Saya yang emang udah bawaannya lambat plus niat ngga pake jalan, ngambil posisi mojok aja di sisi kiri supaya ngga ngalangin jalan orang lain. Tapi lama-lama ngga enak juga ternyata, pandangan saya jadi kealingan orang di depan. Padahal saya seneng banget liat-liat pemandangan kompleks Alam Sutera yang rapi. Walhasil saya ambil jalur di tengah-tengah, orang yang mau nyalip bisa lari dari kiri atau kanan saya hehehe.

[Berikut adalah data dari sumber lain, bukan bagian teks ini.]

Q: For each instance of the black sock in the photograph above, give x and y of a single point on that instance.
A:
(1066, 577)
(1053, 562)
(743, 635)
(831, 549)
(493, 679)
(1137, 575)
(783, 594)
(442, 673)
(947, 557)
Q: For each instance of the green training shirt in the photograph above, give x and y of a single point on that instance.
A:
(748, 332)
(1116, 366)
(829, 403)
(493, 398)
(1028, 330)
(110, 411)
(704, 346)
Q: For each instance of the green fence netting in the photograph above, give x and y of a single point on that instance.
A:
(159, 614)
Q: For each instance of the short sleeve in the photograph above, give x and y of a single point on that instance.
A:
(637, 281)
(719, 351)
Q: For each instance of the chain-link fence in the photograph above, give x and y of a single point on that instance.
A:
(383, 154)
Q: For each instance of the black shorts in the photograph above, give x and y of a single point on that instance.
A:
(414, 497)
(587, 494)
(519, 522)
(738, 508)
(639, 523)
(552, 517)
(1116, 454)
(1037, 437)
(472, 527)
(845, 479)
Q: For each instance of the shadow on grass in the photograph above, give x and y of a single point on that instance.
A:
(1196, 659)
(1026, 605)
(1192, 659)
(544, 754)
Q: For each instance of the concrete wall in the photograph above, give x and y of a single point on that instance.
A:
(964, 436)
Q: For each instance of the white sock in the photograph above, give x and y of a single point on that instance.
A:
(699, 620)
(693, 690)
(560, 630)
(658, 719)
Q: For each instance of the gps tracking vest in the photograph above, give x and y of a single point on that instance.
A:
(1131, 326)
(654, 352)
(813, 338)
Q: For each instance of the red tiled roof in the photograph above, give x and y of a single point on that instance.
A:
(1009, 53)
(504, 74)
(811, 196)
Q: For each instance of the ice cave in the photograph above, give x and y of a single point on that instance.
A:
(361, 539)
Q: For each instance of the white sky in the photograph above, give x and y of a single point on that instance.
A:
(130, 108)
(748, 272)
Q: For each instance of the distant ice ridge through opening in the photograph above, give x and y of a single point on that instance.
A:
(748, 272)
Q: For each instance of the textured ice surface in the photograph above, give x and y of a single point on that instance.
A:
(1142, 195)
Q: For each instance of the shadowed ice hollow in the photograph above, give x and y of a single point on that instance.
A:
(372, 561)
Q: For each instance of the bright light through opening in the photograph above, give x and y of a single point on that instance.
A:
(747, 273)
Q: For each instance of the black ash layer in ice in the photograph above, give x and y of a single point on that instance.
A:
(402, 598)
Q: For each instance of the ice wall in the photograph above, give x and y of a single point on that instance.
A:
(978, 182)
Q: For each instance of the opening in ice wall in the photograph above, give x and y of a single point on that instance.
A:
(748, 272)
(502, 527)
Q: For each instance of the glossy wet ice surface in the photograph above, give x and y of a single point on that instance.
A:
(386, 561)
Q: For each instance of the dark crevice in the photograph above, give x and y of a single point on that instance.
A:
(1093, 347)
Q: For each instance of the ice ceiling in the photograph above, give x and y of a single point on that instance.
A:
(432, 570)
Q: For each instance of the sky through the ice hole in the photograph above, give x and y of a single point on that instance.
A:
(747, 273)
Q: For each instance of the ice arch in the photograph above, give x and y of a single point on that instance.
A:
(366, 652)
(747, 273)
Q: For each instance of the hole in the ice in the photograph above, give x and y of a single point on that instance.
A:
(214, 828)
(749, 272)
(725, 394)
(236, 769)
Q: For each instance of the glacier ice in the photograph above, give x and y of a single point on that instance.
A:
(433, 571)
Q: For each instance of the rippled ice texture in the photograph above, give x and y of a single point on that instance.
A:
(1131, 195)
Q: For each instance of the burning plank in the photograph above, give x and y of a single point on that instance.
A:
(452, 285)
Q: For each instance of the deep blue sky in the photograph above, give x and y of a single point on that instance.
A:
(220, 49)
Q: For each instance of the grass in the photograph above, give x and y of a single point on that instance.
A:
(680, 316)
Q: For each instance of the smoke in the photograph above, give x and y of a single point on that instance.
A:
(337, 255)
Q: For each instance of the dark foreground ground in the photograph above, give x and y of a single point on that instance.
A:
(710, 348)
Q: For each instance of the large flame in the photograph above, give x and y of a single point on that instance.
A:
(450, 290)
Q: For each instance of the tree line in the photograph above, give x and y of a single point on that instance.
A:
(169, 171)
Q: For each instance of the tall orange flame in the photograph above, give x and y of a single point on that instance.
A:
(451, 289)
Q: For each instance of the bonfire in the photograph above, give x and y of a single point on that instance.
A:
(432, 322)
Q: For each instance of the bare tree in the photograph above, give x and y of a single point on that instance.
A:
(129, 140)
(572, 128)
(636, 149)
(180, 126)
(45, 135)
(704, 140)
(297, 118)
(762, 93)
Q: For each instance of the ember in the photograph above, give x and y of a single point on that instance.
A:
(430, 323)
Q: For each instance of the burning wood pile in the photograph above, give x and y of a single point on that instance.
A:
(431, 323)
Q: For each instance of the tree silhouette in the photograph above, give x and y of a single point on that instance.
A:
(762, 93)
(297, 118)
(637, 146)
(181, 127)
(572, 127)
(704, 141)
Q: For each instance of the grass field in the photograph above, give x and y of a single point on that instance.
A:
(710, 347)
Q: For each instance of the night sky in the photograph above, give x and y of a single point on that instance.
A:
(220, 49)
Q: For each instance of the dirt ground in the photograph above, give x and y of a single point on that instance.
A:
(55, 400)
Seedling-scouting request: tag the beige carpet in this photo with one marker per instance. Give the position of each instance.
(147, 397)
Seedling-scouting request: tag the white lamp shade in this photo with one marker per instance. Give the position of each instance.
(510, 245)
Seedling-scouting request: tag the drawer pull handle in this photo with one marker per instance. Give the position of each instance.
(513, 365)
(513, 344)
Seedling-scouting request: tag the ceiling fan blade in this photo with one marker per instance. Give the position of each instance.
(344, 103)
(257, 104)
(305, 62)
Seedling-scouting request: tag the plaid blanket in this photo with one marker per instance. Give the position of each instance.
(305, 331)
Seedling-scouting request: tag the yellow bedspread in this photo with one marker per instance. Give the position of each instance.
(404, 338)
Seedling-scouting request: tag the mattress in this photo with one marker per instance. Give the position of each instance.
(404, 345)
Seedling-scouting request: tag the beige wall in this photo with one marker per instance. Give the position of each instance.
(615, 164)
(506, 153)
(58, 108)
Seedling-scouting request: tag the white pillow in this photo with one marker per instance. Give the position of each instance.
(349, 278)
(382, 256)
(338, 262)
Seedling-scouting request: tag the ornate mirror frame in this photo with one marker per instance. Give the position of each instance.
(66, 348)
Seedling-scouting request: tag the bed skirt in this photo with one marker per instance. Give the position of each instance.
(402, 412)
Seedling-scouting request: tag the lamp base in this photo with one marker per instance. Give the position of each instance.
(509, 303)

Water station (WS) menyediakan air mineral dan Pocari setiap 1,5 km. Biasanya kan di race lain minimal setiap 2,5 km. Wah hebat deh...namanya aja POCARI RUN, kita ngga bakal dehidrasi deh. Saya bawa botol minum sendiri dan baru berhenti di WS untuk isi ulang Pocari di KM7,5 dan minum.
Satu-satunya penampakan di Pocari Sweat Run 2014

Alhamdulillah, saya bisa finish urutan 1.838 dari 2.235 peserta 10K closed (hanya WNI) sesuai dengan target untuk tidak berjalan, kecuali minum beberapa detik. Catatan waktu chip 1 jam 30 menit. Saya udah pasrah, pasti ngga ada foto saya waktu finish karena biasanya fotografer race-nya udah bosen nungguin. Kelamaan sih... hahaha. Saya liat di photo gallery peserta yang difoto dengan tampang puas di finish line adalah yang finish time 10K-nya di bawah 1 jam (ada Rio Febrian juga lhoooo....*kedip-kedip*). Setelah finish, peserta mendapatkan medali finisher dan handuk dari Pocari (lagi-lagi warna biru). Senangnyaa....
 

Foto diambil dari website Pocari Sweat Run
Kombinasi antara cuaca yang bagus, hidrasi berlimpah, penyelenggaraan yang oke, jalur yang rata dan post-race entitlement yang menghibur itu menunjukkan kesuksesan Pocari Run di tahun 2014. All and all, kita sekeluarga happy deh.
Sekali keluar rumah, 2-3 acara dilakoni rombongan sirkus: lari, nengok keluarga di Tangerang, dan belanja bulanan.